The explicit theology matters less than how it’s taken. The Catholic Church had a lot of debates and grumbling about the veneration of saints and whether or not it was being taken too far into the realm of worship. The Saint tradition partly resembled Hellenistic hero cults but also always gave me a vibe similar to village gods. Not seen as powerful as major pantheon deities but more approachable and able to serve as intermediaries to higher powers. The line between spirit and god is very vague when it comes to village deities and hero cults. Not theologically but from the perspective of the practitioners themselves.
Depends on the context of the question.
If we only care about what common people practice, then maybe.
But if we do that, we can run into problems, as this include apostasies, personal misunderstandings, etc., the misunderstanding being the most problematic as they often don't make sense when reintegrated into the beliefs as a whole.
And for this specifically, it's not like Catholicism doesn't have an independent & coherent explanation for the devotion to the saints that doesn't even relate at all to earlier polytheisms.

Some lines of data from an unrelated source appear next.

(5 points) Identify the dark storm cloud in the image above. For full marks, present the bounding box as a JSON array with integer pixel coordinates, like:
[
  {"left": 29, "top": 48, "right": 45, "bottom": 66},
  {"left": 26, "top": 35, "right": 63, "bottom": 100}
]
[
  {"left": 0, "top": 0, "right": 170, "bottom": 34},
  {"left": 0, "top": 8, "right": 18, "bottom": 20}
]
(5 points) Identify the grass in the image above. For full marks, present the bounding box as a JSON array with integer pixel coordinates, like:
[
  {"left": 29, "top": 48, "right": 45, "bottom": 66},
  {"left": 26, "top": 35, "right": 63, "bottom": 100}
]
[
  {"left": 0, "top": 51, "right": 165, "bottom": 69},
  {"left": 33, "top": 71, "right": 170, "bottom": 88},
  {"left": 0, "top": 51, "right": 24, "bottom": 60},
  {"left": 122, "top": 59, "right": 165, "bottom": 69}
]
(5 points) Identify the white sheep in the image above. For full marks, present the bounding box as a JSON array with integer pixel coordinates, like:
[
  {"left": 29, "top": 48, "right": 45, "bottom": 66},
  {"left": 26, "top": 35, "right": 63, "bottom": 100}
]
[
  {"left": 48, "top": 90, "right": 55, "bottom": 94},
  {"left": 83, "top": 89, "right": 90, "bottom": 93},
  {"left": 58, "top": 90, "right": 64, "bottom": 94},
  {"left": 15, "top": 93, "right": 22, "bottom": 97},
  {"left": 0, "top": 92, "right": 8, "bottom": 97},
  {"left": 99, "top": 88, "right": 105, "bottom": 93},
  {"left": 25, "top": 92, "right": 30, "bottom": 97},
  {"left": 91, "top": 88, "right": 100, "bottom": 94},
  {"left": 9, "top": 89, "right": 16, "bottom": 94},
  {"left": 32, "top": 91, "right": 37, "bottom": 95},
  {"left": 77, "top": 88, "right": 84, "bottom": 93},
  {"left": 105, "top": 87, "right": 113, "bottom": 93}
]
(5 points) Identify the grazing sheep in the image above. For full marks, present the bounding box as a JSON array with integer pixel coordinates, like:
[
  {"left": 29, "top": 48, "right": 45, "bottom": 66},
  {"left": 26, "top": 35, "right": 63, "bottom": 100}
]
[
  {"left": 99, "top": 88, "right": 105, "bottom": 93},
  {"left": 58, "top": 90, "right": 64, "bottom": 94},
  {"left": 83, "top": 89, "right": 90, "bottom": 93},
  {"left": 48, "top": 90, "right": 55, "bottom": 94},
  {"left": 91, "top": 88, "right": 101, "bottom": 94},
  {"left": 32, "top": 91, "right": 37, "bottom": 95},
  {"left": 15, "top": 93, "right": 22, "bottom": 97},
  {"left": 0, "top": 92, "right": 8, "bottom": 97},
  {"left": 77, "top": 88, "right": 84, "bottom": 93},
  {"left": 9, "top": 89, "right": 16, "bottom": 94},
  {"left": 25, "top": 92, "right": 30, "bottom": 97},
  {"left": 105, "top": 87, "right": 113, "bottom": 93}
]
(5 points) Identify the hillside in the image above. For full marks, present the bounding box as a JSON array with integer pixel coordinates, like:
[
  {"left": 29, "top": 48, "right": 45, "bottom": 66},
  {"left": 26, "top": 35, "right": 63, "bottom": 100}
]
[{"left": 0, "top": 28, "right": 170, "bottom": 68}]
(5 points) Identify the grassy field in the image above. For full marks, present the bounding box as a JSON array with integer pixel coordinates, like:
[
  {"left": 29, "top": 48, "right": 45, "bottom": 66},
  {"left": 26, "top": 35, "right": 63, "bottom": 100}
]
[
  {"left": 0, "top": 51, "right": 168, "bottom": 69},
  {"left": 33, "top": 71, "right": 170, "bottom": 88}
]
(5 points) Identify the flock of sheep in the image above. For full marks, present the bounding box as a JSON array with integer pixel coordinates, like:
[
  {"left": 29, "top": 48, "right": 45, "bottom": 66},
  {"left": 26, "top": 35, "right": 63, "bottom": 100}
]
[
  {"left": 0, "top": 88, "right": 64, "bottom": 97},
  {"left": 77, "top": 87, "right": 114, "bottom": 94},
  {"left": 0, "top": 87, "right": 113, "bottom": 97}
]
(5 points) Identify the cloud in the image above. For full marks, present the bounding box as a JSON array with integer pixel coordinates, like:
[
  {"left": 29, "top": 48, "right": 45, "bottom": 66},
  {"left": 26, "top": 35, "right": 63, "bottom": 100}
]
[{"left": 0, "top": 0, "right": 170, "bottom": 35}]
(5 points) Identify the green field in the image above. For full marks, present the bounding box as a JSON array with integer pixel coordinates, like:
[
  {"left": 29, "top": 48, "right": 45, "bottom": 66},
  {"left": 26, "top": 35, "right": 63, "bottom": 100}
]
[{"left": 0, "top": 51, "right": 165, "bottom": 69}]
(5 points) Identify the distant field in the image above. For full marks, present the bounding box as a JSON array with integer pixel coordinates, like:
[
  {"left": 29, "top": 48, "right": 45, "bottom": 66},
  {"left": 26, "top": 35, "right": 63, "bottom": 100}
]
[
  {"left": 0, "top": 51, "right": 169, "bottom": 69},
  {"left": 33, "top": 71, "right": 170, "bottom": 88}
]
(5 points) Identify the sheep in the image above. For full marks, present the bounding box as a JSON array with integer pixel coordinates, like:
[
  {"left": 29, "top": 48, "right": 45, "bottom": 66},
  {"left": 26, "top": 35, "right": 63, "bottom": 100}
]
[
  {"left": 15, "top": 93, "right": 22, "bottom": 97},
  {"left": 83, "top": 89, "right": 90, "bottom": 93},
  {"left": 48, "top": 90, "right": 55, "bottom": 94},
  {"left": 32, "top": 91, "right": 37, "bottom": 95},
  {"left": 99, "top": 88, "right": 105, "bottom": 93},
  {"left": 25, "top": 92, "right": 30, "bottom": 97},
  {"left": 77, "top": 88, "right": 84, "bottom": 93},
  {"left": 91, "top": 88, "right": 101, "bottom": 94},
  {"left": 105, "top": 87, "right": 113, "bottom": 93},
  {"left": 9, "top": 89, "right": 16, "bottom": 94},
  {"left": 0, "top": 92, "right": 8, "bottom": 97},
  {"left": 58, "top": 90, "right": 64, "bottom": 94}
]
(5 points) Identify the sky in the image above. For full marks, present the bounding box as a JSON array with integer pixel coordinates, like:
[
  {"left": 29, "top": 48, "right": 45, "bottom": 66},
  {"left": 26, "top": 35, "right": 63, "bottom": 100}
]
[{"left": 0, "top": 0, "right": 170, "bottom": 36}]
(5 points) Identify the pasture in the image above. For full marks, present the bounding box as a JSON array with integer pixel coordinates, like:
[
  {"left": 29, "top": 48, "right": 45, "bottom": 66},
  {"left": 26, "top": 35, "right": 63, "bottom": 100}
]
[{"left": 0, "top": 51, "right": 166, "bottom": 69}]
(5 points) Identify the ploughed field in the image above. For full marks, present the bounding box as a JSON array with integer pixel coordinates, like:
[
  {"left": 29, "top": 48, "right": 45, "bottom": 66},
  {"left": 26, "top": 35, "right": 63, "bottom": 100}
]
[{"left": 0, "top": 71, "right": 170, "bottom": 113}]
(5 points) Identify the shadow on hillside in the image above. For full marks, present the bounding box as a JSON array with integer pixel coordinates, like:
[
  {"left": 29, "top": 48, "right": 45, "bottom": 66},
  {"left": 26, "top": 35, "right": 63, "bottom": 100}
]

The Saint tradition was never going to evolve into anything polytheistic within Catholicism itself but I certainly could see it evolving into a pantheistic Christianity in say Mesoamerica had Spanish rule been interrupted in a very specific and unlikely way. A lot of the early and intermediary forms of Catholicism tend to resemble a polytheistic Christianity as a result of the Saint tradition being used to syncretise and incorporate local faiths and therefore encourage conversions. Though how one would halt the Christianisation of Mesoamerica partway through it occurring I’m not too sure.
Santa Muerte & the Day of the Dead are basically this in OTL. And you could look how the Church tried to control those practices.
Judaism into Christianity? Trinity and so on. Am I very wrong?
Not in context (at least for most sects), all three members of the Trinity are still part of the same divine being.
Very Oversimplified! Claiming that the Trinity are different gods is similar to claiming that I am three beings because I have an
id,
ego, &
super-ego. (I'm not comparing these to the Trinity itself, just the similarity of having three parts in one.)
[Added] Both of this are basically a similar issue to calling Buddhism a religion.